A request breaks the night.
Is there anybody in there?
In this way, almost whispering, Comfortably Numb begins: a wonderful poem about loneliness and need for meanings.
Comfortably Numb, one of Pink Floyd’s most beloved songs, from The Wall (1979), melody and music by David Gilmour and lyrics by Roger Waters, describes a state of loss: the protagonist is someone who get anesthetized before entering the stage.
I hear you’re feeling down
Well I can ease your pain
Get you on your feet again
Can you show me where it hurts?
In an interview released in the 80s Waters said that much of the song comes from an episode that really happened one evening when, in order to allow him to hold a concert in Philadelphia, the doctor gave him a sedative against a severe stomach ache, probably caused by the tension. On the stage, his hands were blocked and his vision blurred, but none of this interested the crowd, which continued to move and shout. Hence one of the main themes of The Wall: the incommunicability between the public and the band.

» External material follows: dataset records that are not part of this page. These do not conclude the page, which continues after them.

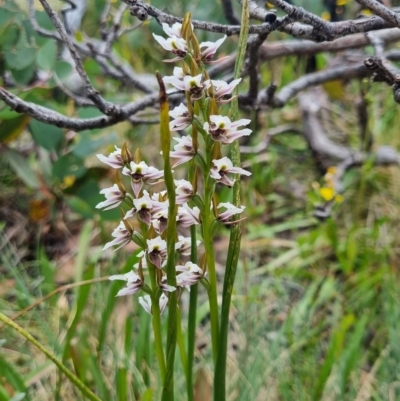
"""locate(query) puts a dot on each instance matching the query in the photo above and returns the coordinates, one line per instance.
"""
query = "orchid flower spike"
(146, 303)
(223, 130)
(209, 49)
(230, 211)
(184, 244)
(222, 88)
(114, 197)
(184, 191)
(133, 283)
(141, 174)
(184, 150)
(194, 85)
(143, 206)
(122, 237)
(114, 159)
(181, 118)
(222, 167)
(191, 274)
(187, 216)
(156, 251)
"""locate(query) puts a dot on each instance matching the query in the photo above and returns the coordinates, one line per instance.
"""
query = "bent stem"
(74, 379)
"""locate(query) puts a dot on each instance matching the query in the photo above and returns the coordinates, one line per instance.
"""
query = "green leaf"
(12, 377)
(63, 70)
(68, 165)
(45, 135)
(47, 56)
(12, 128)
(21, 168)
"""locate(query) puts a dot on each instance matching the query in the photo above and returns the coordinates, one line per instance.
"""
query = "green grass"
(316, 307)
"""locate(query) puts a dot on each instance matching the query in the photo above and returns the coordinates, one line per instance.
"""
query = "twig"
(229, 13)
(379, 9)
(51, 117)
(313, 79)
(104, 106)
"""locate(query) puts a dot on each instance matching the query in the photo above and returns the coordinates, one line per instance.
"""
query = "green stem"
(192, 321)
(171, 233)
(181, 342)
(212, 274)
(155, 308)
(74, 380)
(235, 237)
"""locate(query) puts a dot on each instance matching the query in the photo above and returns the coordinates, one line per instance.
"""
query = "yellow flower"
(327, 193)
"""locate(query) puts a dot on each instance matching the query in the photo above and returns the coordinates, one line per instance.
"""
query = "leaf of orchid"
(199, 126)
(198, 202)
(171, 235)
(139, 240)
(215, 227)
(235, 237)
(199, 160)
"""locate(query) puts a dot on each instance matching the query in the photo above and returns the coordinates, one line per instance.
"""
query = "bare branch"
(106, 107)
(327, 150)
(229, 13)
(379, 9)
(51, 117)
(313, 79)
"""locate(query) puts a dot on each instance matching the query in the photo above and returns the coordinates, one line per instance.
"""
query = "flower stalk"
(235, 237)
(168, 387)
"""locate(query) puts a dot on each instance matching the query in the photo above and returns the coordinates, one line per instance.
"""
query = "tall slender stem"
(192, 310)
(181, 342)
(235, 237)
(155, 307)
(212, 274)
(171, 233)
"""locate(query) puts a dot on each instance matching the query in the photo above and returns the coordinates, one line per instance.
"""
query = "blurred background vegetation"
(316, 309)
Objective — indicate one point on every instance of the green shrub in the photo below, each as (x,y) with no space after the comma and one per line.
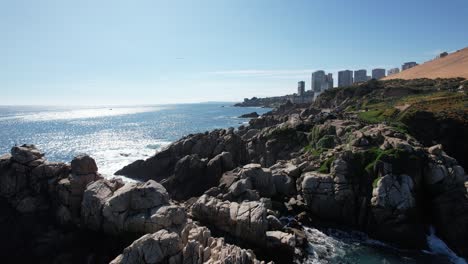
(326,142)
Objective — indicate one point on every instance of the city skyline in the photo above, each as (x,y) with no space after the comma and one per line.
(155,52)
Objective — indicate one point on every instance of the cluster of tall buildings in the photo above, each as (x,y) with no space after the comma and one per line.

“That was the longest two hours of my life, trying to do a show when you can hardly lift your arm.”
There is no pain, you are receding
A distant ships smoke on the horizon
You are only coming through in waves
Your lips move but I can’t hear what you’re sayin’

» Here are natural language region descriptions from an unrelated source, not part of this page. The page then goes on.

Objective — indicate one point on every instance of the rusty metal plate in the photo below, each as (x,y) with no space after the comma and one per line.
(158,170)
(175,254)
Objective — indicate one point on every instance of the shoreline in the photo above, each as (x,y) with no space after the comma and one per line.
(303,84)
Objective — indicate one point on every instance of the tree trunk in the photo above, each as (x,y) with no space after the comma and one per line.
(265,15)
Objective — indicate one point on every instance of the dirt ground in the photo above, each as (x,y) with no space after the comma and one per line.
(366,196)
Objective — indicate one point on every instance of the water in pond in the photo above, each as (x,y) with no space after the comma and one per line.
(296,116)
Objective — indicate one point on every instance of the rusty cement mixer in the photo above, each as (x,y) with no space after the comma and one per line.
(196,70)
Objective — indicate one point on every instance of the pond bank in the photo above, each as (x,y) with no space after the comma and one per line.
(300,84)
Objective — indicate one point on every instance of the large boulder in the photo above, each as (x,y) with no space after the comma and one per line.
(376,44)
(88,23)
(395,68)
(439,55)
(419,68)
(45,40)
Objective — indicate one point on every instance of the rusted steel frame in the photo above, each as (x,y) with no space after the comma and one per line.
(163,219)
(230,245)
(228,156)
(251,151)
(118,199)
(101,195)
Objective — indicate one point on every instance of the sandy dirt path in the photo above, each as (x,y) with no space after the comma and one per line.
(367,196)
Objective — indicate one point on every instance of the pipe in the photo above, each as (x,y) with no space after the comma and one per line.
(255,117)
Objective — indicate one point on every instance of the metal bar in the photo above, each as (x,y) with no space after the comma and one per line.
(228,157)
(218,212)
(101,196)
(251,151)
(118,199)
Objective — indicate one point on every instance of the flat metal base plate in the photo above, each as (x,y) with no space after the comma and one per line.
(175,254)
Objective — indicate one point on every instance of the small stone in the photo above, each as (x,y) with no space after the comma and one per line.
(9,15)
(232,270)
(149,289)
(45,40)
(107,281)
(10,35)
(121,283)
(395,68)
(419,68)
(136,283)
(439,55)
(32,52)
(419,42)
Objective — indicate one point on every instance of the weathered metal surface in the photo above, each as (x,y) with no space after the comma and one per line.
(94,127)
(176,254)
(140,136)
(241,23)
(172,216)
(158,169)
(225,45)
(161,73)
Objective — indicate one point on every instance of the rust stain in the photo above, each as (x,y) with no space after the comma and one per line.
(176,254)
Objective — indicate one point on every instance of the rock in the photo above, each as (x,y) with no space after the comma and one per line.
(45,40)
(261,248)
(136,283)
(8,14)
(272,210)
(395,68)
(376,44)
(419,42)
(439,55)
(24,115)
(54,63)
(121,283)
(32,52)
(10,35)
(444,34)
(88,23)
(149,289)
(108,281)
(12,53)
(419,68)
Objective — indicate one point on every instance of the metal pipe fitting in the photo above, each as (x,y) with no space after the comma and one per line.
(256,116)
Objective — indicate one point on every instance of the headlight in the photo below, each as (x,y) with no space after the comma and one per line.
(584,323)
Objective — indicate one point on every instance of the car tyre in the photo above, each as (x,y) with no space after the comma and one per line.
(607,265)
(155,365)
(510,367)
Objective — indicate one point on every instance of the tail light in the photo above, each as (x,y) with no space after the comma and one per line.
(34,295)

I can’t hear what you say: that’s the distance mentioned in the chorus.
You have taken away my pain, you have anesthetized me, but you didn’t make me happy. Lyrics written with the lucid awareness of the melancholy that we experience sometimes, in evenings. This song is a very clear vision, carved in pain and will to live.
When I was a child I had a fever
My hands felt just like two balloons
Now I got that feeling once again
I can’t explain, you would not understand
This is not how I am
I have become comfortably numb
Incommunicability is a pain. Because to be alive, to be human, we need others. We don’t need just to be seen, to be perceived: we need to be listened to.
Just a little pinprick
Can you stand up?
I do believe its working, good
That’ll keep you going for the show
Come on, it’s time to go
The interpretations obviously could be many. In a metaphorical sense, it could also mean that the protagonist is ‘fixed’ in order to adequately address his life, society and relationships, which to him are now just like a big show. Society doesn’t care about the effects of drugs. As long as they work for their purpose.
There’s no pain, but you’re receding. Like a distant ship smoking on the horizon.
“In literature both the water and the sea symbolize our mind, especially the unexplored depths of the unconscious. […] The complete disorientation of man with respect to his situation makes him feel unable to really express himself and his sensations. That’s why the lyrics say: ‘I can’t explain, you would not understand… This is not how I am’
The main theme is the distance between our mind and the perception of reality because of an artificial relief. In other words: we may not suffer, but that does not make us alive; escaping from life and its problems actually deprives us of something. This is the meaning of the song: life is out there, I prefer to face it and let it hurt me, instead of losing all feelings.
Depression, in Comfortably Numb, is just a gray anteroom where everything is reminiscent of death. The absence of pain is not happiness. The doctor of the lyrics takes off the pain to get the show going, but that doesn’t work. It only increases distances, and even the voice sounds more distant.
Our society is based on productivity and success, so reducing pain or humanity to get positive results is seen as a help: but we risk to forget that the world of feelings, pain, search for the other, time for itself, even fatigue, this world actually represents our whole life. And it keeps us in touch with reality.
When I was a child
I caught a fleeting glimpse
Out of the corner of my eye
I turned to look but it was gone
I cannot put my finger on it now
The child is grown
The dream is gone
The second guitar solo in Comfortably Numb was considered the fourth most beautiful solo in the history of rock according to Guitar World magazine. The public, however, had a greater enthusiasm: when in 2006 the British radio station Planet Rock asked to vote the most beautiful solo of all time, this song was the winner.